By Anthony Todd in Food on Aug 27, 2015 6:49PM

Rick Bayless is a staunch good food advocate, but he's not given to hyperbole or political hysteria. So when he says something is bad, it at least deserves our attention.

Writing on Good Food On Every Table, Bayless decried the recent overturning of the ban on GMO corn in Mexico. On Aug. 20, a Mexican court overturned a ban on GMO Maize that had been in place since September of 2013.

Bayless's concern is not necessarily about the danger of GMOs (in fact, he makes clear that he thinks the issue is "way more complex and less straightforward than some may suggest"), but about the loss of the many heirloom varieties of Maize throughout Mexico.

GMO corn is so seductive to farmers. It’s usually easier to grow, more disease resistant and more productive. Why bother, then, with all the hundreds of local varieties, each evolved to provide Mexico’s grain staple for a unique parcel of land, a unique climate, a unique community?

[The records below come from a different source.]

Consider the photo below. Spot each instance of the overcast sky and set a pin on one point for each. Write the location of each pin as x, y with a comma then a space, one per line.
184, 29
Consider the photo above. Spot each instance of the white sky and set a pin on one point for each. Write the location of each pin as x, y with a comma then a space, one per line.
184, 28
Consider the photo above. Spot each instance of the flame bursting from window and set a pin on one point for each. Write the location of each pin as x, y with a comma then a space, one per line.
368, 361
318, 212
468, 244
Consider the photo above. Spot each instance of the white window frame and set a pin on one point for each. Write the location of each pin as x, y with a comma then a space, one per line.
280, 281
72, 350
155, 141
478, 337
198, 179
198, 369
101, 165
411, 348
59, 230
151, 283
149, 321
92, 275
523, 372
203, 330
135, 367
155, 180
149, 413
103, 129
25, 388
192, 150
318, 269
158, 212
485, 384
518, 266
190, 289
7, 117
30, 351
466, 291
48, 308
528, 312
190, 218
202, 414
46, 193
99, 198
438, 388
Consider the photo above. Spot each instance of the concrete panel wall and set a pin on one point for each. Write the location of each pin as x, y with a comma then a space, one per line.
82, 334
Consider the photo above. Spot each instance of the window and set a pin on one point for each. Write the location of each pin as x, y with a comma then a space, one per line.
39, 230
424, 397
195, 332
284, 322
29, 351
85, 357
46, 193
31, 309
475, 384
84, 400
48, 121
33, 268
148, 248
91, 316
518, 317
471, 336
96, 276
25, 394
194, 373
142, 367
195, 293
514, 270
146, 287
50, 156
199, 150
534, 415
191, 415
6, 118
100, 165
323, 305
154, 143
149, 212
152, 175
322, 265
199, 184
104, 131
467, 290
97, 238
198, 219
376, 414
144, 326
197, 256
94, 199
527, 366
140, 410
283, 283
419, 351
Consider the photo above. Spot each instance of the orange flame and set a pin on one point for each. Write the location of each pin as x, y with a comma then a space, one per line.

In the United States, farmers and consumers are only now coming to appreciate the thousands of heirloom varieties of vegetables, many of which were nearly allowed to go extinct because of crop consolidation. Indeed, many of these vegetables are still on the verge of disappearing. Bayless is worried the same may happen to Mexico.

Will we see that Mexico’s beautiful diversity has faded into bland homogeneity, bland and characterless as the lab-manufactured corn that’s providing daily nourishment?

If you're interested in this issue, read his whole piece. In the meantime, Bayless's restaurants import organic landrace corn from Michoacan, if you want to get a taste of what he's talking about.